Evidence of supernova remnant near the center of the Milky Way?
Using two X-ray space telescopes, astronomers now think they have detected evidence of a supernova remnant very close to the center of the Milky Way.
You can read their paper here [pdf]. The image to the right is a composite of optical (the stars), radio (the red nebula), and Chanda’s X-ray data (the blue nebula). From the press release:
The evidence for the new supernova remnant, located about 26,000 light-years from Earth, comes from X-ray data from Chandra and XMM-Newton. The X-ray data reveals a “blob” of X-ray emission [indicated by blue] that may come from the remains of a massive star that self-destructed as a supernova, buried within the larger cloud of expanding gas.
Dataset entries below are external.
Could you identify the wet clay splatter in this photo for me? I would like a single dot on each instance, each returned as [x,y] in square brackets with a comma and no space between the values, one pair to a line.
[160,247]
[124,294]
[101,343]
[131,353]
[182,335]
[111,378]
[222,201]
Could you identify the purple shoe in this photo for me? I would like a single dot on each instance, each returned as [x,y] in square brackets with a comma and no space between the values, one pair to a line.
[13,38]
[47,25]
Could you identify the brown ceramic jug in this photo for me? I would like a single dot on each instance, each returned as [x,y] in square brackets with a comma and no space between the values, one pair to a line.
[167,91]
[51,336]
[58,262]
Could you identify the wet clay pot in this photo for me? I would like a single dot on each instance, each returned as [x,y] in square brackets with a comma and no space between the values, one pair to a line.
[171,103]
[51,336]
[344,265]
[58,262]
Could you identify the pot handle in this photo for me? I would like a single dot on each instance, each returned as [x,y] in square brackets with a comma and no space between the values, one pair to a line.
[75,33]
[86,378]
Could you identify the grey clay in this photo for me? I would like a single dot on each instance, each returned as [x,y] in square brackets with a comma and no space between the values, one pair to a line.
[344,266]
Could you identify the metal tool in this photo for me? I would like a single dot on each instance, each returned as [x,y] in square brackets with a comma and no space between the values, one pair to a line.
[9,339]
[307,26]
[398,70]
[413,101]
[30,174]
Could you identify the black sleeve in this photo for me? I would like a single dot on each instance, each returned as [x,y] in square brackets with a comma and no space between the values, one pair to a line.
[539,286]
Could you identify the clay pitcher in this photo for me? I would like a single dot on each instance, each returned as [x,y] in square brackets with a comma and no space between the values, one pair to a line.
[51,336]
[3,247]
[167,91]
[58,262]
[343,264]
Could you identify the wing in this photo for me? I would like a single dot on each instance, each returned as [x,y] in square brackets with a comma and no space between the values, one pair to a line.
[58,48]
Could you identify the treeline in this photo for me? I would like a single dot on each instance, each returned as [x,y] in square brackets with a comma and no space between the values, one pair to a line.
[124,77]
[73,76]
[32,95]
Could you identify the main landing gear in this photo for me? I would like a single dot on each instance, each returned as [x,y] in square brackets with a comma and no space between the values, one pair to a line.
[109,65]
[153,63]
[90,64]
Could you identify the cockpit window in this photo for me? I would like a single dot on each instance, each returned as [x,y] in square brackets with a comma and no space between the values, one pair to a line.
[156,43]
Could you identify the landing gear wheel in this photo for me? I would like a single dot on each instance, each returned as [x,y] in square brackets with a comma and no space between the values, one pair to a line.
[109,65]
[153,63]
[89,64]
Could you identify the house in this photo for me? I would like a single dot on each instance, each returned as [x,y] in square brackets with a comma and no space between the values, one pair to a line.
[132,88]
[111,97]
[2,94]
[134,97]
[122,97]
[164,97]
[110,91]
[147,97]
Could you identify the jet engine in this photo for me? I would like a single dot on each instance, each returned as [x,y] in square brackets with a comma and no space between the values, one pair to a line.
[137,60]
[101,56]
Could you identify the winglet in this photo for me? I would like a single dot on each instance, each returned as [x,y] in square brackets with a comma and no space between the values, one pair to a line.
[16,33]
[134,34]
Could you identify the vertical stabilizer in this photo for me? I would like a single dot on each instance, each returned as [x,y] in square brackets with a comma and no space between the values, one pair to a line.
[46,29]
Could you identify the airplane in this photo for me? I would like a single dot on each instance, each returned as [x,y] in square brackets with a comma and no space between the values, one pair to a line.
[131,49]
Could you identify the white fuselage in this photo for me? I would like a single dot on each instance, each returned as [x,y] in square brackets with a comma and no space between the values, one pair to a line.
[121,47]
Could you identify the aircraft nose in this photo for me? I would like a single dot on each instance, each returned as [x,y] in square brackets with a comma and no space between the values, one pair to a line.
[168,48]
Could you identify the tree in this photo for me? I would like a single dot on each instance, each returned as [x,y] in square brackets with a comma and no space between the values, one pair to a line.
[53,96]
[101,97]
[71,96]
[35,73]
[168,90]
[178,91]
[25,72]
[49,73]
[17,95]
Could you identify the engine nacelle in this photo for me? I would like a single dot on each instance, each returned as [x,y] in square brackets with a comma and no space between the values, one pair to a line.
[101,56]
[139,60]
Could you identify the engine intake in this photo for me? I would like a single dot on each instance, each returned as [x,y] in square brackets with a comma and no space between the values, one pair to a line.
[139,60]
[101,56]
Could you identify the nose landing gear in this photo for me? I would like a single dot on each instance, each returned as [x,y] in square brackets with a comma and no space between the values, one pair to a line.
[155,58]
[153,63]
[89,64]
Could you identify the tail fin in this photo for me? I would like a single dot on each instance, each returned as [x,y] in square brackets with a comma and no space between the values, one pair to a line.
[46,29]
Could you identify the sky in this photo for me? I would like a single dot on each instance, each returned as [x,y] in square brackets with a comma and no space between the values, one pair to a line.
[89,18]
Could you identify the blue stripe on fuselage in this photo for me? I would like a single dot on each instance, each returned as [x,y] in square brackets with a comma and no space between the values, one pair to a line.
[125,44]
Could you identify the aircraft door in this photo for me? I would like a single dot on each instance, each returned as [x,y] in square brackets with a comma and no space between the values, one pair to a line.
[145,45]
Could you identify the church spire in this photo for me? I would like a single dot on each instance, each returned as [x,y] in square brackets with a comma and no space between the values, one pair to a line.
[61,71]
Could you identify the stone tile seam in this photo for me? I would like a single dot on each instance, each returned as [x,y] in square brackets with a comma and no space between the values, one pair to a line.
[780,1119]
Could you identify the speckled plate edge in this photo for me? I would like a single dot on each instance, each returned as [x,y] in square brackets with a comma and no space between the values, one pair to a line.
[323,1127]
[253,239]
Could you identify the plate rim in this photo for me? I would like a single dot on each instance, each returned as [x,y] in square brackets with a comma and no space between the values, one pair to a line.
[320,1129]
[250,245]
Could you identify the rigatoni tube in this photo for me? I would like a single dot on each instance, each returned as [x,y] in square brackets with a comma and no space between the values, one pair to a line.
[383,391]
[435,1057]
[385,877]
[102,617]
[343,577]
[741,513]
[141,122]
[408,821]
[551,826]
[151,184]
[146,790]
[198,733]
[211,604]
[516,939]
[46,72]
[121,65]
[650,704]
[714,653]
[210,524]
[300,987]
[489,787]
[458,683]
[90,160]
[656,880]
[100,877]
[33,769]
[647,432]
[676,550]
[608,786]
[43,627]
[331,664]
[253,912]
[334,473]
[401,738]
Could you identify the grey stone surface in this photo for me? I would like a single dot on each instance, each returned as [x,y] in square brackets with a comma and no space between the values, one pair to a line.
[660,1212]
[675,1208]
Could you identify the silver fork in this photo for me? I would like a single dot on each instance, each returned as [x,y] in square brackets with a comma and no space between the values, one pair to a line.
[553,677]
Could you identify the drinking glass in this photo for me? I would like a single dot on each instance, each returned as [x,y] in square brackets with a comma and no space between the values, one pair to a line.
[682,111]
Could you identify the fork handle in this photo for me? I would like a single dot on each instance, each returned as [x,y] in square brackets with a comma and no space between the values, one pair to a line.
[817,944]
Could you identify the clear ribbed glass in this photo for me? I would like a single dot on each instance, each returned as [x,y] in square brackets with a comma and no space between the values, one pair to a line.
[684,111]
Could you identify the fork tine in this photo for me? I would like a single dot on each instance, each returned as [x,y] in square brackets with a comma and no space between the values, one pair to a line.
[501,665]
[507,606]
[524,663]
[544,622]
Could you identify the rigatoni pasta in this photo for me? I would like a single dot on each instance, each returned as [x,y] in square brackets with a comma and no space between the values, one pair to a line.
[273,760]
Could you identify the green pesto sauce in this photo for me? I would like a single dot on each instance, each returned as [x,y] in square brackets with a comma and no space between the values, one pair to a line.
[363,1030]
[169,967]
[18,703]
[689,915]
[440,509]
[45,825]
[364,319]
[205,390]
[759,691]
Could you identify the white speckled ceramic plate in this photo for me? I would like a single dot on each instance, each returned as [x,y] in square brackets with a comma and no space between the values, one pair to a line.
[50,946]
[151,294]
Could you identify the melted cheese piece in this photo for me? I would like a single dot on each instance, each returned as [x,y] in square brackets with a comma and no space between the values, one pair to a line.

The location of this suspected supernova remnant in the image is [that blue region]. It is in bubble of gas [the surrounding larger and smaller red objects] that has had electrons stripped away from hydrogen — called an “H II region” — surrounding a massive, young star. If this is indeed a supernova remnant, then it is expanding at about two million miles per hour and is at least about 1,700 years old.
,..The long filaments seen in the radio image are caused by energetic particles travelling along magnetic fields that are mostly directed perpendicular to the plane of the galaxy.
According to the paper, this supernova remnant is found on the western edge of a vast energized gas cloud called the Central Molecular Zone (CMZ), 1,600 to 1,900 light years across, that spans the Milky Way’s center. The features seen in the image above are part of a feature on the CMZ’s western edge called Sagittarius C, which apparently has not been studied as much as other parts of the CMZ.